Георгий Баженов - Хранители очага: Хроника уральской семьи
Все так и было. Все эти дни и недели. Но что-то вдруг изменилось в ней. Странное какое-то беспокойство зашевелилось в душе. А сегодня, с утра, не беспокойство даже на душе, а какая-то ярость на свою судьбу. Кричащий протест. Не хотела она такой судьбы! Не могла согласиться на нее! Все, что было в ней живого и человеческого, глубоко протестовало против выпавшей доли. Не сразу осознала она это. Не сразу отдала себе отчет в неожиданном протесте. Вдруг остро, остро до боли почувствовала она одно: судьба подвела ее к черте, но почему она должна смиряться?! Отчего она согласилась, смирилась, положилась на свою долю, доверилась ей и отдалась? Ну пусть, все понятно… вот она лежит, разбитая, больная, потерявшая надежду, но почему — вконец потерявшая? почему — смирение? почему? Когда она вот так задавала себе этот вопрос, то в душе у нее был ответ — потому что не хватает уже никакого человеческого терпения. Но и в душе же она чувствовала другое — яростное сопротивление, протест; о, если кто знает, что такое протест души, тот знает многое: протест — это начало многих великих событий, а возрождение человеческой души — разве из малых событий? И вся эта буря проносилась в ней, пока она просто лежала в постели, обеспокоенная, встревоженная, с широко открытыми глазами, с сильнейшим биением сердца. Да, доведенная до предела, но жить надо. Умирать успеется. Умираешь однажды и навсегда. Человек же, если он и доведен до предела, то для того, наверное, чтобы даже на дне пропасти или у последней черты сделать шаг за предел своих возможностей. Он должен доказать это. Себе. Судьбе. Иначе смерть приходит раньше физической смерти. А ей умирать еще рано. Нельзя. Есть у нее дела на этой земле. Все она вспомнила, через все прошла, не вспомнила только одного — своей внучки. А ведь жизнь, ради которой протестовала Марья Трофимовна против судьбы, была прежде всего жизнью Маринки. И еще — из чувства человеческого достоинства должна Марья Трофимовна дать вызов судьбе: ты меня загнала в угол, отобрала у меня все, заставила меня смириться, хочешь умертвить меня заживо, — я тебя понимаю, но я из упорства не хочу уступать тебе, я еще живая и нужная, пусть я лучше умру по-своему, чем по-твоему. Тебе легко со мной, ты сделала из меня тряпку и добиваешь, но я вот возьму и не сдамся, просто так, назло всем и тебе. Раз живу, буду жить. И пошла ты к черту…

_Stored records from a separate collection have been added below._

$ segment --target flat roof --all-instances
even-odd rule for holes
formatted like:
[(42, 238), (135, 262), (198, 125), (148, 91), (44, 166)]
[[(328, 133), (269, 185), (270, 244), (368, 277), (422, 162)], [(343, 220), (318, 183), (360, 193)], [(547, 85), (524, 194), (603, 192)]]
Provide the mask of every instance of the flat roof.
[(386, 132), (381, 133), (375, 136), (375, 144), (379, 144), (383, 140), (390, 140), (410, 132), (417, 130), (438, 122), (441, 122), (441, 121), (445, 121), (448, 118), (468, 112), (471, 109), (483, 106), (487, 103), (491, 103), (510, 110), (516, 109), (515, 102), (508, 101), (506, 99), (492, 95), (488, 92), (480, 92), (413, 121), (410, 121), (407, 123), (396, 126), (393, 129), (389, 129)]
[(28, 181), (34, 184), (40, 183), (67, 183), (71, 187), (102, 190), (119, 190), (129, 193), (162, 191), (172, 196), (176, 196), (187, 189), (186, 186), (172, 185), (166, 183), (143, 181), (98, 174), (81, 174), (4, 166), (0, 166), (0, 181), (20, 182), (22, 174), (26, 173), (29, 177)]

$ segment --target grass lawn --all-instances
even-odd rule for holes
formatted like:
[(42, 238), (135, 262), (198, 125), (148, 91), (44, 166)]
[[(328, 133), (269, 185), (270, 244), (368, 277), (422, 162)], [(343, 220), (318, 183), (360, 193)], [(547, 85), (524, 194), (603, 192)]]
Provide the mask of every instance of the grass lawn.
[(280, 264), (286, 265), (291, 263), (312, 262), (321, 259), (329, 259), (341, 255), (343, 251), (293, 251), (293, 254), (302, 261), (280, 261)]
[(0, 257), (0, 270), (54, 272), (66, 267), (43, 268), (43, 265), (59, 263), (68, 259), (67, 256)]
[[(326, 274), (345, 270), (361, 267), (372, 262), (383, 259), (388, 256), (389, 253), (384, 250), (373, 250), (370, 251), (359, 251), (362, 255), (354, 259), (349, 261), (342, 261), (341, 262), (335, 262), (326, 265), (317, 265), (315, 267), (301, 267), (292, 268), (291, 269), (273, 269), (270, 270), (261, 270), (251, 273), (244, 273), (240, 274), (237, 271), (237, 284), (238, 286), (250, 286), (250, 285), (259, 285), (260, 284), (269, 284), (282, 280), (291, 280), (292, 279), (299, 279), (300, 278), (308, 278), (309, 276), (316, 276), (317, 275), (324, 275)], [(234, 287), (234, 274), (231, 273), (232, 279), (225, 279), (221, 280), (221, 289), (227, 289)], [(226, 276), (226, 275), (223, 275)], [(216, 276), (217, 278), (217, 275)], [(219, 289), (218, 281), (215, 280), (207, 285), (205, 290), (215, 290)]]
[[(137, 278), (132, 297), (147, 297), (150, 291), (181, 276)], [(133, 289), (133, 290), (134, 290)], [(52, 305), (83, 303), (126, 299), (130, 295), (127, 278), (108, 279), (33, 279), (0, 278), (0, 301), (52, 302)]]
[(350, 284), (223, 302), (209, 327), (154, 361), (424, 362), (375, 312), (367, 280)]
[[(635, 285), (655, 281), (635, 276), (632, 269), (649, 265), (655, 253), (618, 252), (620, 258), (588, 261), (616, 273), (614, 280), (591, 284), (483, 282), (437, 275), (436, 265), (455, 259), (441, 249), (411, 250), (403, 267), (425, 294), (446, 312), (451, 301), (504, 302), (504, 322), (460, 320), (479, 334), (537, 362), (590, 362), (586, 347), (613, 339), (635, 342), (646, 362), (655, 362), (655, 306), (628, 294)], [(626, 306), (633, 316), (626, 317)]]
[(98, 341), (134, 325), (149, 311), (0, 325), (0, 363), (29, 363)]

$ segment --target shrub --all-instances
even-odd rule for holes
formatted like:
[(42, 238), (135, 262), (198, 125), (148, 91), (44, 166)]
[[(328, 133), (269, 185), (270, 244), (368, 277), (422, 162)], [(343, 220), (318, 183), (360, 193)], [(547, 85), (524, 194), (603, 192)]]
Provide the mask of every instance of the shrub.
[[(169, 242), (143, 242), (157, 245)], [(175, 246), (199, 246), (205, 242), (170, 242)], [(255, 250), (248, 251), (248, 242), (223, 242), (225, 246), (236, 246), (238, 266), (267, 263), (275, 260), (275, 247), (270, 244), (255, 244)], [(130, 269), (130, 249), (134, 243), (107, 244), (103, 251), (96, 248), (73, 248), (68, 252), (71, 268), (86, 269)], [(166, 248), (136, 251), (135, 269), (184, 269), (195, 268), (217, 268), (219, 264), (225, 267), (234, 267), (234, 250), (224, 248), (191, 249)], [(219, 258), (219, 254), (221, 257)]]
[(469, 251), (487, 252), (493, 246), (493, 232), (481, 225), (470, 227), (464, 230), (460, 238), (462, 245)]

В окно постучали. Вместе с этим стуком в доме начали просыпаться. Марья Трофимовна сама подошла к окну.
— Ты извини, Марья, что будим, — заговорила соседка Серафимы за окном. — Уходим на работу. Тут вчера принесли бумажку, видно, дом перепутали. На. Извини..
— Чего там такое? — спросила Серафима.
— Да вот, записка какая-то, — ответила Марья Трофимовна, развертывая бумажку.

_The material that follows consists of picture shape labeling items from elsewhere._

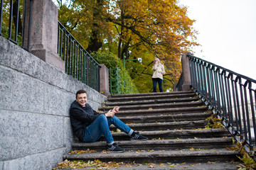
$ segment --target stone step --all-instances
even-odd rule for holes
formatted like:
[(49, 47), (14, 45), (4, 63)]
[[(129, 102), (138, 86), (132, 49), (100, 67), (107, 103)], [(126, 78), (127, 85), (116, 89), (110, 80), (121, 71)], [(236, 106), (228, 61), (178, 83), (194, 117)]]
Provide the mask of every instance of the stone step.
[(104, 104), (108, 106), (130, 106), (130, 105), (144, 105), (144, 104), (157, 104), (157, 103), (173, 103), (181, 102), (192, 102), (198, 101), (198, 98), (165, 98), (155, 100), (142, 100), (142, 101), (117, 101), (105, 102)]
[(117, 113), (117, 116), (137, 116), (137, 115), (174, 115), (184, 113), (196, 113), (208, 112), (208, 108), (206, 106), (198, 107), (183, 107), (183, 108), (158, 108), (149, 110), (119, 110)]
[(107, 98), (108, 102), (118, 102), (118, 101), (142, 101), (142, 100), (157, 100), (157, 99), (166, 99), (166, 98), (189, 98), (195, 97), (195, 93), (188, 94), (165, 94), (160, 93), (149, 96), (113, 96)]
[[(124, 132), (112, 132), (112, 134), (114, 141), (130, 140), (131, 139)], [(230, 137), (230, 133), (225, 128), (144, 131), (140, 132), (139, 134), (146, 136), (149, 139), (164, 140)], [(105, 141), (104, 137), (102, 137), (100, 140)]]
[(142, 94), (127, 94), (111, 95), (109, 98), (123, 98), (123, 97), (137, 97), (137, 96), (169, 96), (175, 94), (194, 94), (192, 91), (157, 92), (157, 93), (142, 93)]
[[(136, 110), (150, 110), (150, 109), (163, 109), (183, 107), (198, 107), (202, 106), (204, 103), (202, 101), (182, 102), (174, 103), (156, 103), (156, 104), (144, 104), (144, 105), (130, 105), (119, 106), (119, 111)], [(105, 106), (99, 108), (101, 111), (108, 111), (113, 108), (113, 106)]]
[(108, 162), (114, 161), (117, 162), (133, 162), (136, 163), (195, 163), (195, 162), (225, 162), (230, 160), (238, 160), (236, 155), (239, 154), (237, 151), (226, 150), (225, 149), (200, 149), (200, 150), (162, 150), (162, 151), (128, 151), (123, 153), (105, 153), (93, 152), (81, 154), (65, 154), (64, 159), (69, 160), (89, 160), (100, 159), (102, 162)]
[(142, 115), (137, 116), (119, 117), (118, 113), (117, 115), (124, 123), (164, 123), (164, 122), (178, 122), (178, 121), (191, 121), (202, 120), (212, 115), (210, 112), (196, 113), (185, 113), (174, 115)]
[[(123, 140), (116, 141), (119, 146), (126, 150), (176, 150), (191, 149), (213, 149), (216, 148), (226, 148), (233, 146), (231, 137), (202, 138), (202, 139), (175, 139), (162, 140), (153, 139), (146, 141)], [(101, 152), (106, 149), (105, 142), (95, 142), (92, 143), (75, 142), (73, 149), (96, 150)]]
[[(174, 129), (204, 128), (208, 123), (208, 120), (167, 122), (161, 123), (134, 123), (127, 124), (135, 131), (166, 130)], [(117, 128), (113, 125), (110, 127), (111, 131), (116, 132)]]
[[(186, 162), (186, 160), (183, 160), (183, 162), (178, 163), (172, 163), (171, 162), (166, 163), (142, 163), (137, 164), (136, 162), (124, 164), (121, 166), (122, 164), (120, 164), (119, 166), (117, 166), (116, 164), (114, 164), (114, 166), (111, 166), (110, 165), (105, 163), (105, 164), (109, 165), (107, 167), (105, 167), (106, 169), (118, 169), (118, 170), (148, 170), (148, 169), (156, 169), (156, 170), (166, 170), (166, 169), (175, 169), (175, 170), (238, 170), (236, 166), (239, 165), (240, 162), (230, 162), (227, 161), (225, 162), (211, 162), (211, 160), (208, 160), (208, 162)], [(92, 170), (92, 169), (98, 169), (97, 166), (87, 166), (86, 168), (75, 168), (75, 169), (79, 170)], [(99, 168), (100, 169), (100, 168)], [(103, 168), (102, 168), (103, 169)], [(66, 169), (56, 169), (56, 170), (71, 170), (70, 168)]]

— Записка? Что еще за записка?
— Сейчас… — Марья Трофимовна начала читать про себя:
«Маша, ты, может, чего думаешь. Я про пожар слыхал, но не мог. Сам едва не сгорел. Солярка вспыхнула, спрыгнул с экскаватора — а роба уже горит. Скинуть скинул, но прихватило малость спину. Дом жалко. Лежу в больнице, в поселке. Дом жалко. Степан».

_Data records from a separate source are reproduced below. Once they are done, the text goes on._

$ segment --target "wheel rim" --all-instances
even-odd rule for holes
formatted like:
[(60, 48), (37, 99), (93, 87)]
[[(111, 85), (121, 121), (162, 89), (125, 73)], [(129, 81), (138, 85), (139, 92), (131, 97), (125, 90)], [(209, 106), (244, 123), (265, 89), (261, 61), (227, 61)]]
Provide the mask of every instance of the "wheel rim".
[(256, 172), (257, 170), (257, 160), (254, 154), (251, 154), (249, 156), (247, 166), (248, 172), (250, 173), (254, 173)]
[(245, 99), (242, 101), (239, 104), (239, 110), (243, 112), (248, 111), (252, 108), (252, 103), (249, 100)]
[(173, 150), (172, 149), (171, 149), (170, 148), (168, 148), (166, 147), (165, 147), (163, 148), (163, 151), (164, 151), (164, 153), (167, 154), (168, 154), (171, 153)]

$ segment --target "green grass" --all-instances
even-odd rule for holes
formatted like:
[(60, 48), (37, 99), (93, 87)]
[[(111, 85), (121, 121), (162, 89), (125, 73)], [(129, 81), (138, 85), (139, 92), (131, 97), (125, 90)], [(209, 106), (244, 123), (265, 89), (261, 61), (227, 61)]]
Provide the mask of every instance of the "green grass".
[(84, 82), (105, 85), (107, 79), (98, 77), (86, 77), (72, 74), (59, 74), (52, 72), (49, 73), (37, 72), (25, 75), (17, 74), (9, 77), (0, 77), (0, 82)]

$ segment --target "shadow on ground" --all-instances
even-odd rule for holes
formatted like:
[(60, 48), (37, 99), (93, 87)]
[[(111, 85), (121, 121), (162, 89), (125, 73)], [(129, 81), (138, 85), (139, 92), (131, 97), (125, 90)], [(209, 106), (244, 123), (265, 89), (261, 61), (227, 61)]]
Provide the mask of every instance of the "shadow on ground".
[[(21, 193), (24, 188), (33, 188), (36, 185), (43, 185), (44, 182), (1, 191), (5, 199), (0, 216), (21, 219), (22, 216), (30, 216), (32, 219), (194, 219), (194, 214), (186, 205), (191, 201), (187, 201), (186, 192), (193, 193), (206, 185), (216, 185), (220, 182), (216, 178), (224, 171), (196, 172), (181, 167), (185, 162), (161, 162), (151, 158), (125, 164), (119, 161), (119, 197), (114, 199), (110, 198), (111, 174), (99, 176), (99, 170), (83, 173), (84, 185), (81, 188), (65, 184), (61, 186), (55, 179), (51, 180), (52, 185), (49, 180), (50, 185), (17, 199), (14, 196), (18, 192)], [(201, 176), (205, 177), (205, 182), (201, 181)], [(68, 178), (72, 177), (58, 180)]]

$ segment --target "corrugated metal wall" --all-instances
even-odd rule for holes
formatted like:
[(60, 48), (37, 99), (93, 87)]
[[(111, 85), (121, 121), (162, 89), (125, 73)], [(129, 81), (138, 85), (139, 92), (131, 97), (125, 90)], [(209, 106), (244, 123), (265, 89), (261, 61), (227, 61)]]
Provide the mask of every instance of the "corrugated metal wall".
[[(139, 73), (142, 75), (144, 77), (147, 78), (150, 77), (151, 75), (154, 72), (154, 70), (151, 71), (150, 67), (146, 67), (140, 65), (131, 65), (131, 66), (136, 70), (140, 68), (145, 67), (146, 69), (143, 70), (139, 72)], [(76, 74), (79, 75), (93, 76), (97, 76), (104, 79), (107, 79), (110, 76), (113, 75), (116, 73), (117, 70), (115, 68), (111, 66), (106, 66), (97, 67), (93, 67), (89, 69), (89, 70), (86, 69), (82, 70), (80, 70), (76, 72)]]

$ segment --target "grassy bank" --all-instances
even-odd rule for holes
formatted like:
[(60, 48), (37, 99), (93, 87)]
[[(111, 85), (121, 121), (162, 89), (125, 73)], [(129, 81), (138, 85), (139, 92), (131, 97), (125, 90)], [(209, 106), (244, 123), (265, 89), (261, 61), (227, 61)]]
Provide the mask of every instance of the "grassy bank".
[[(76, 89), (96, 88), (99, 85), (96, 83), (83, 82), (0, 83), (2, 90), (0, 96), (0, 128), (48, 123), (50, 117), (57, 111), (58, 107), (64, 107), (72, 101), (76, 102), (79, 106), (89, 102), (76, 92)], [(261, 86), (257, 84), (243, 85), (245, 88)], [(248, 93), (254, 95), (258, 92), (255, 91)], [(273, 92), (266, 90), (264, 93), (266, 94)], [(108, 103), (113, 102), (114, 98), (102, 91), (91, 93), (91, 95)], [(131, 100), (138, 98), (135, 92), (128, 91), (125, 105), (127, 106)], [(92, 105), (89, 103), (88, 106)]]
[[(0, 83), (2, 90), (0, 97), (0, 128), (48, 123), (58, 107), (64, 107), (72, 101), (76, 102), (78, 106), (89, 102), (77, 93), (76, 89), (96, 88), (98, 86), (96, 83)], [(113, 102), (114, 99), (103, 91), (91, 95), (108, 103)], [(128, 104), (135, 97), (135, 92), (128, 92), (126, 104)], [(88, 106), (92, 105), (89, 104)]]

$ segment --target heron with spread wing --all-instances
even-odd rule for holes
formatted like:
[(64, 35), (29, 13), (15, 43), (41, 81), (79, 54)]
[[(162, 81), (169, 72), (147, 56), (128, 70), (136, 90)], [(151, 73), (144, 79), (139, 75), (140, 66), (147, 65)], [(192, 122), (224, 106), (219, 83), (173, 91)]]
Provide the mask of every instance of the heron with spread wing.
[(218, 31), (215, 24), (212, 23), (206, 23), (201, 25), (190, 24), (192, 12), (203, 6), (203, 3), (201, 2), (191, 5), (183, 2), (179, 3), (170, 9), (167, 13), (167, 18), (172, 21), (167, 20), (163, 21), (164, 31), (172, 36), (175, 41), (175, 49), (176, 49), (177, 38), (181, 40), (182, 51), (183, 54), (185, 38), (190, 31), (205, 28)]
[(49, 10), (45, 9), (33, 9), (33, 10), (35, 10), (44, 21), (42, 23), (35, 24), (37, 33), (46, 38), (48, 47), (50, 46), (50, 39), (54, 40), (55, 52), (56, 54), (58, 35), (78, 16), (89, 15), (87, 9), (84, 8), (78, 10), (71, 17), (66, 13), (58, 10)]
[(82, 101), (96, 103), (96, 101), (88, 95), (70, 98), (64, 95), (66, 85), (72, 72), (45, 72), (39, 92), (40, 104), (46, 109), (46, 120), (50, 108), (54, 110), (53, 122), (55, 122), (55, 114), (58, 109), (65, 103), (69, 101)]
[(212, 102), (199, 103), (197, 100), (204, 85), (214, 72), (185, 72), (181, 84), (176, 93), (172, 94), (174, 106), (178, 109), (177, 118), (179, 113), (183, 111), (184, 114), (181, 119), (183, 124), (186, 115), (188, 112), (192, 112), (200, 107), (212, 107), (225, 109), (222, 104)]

— Чего там? — спросила еще раз Серафима.
— Да вот, Степан объявился, — усмехнулась Марья Трофимовна. — Вспомнил наконец нас.
— Он что, сдурел, что ли, записки пишет?
— На, читай, — протянула Марья Трофимовна. — Маринка, вставай. Хватит нежиться. Вставай, вставай. Во-о-от так! Ну, как спала?
— Знаешь, бабушка, а Сережа во сне разговаривал. Я проснулась: Сережа, Сережа, а он хоть бы хны.
— Нагулялся вчера, христовый. Чего говорил-то?
— А это… как его… я забыла, бабушка, — удивленно проговорила Маринка.
— Ну ничего. Давай поднимайся, моя хорошая. Умоешься, поешь — да и в садик.
— А ты выздоровела, баба?
— Да вроде лучше. Ничего, мы с тобой все хвори переборем. Так, нет?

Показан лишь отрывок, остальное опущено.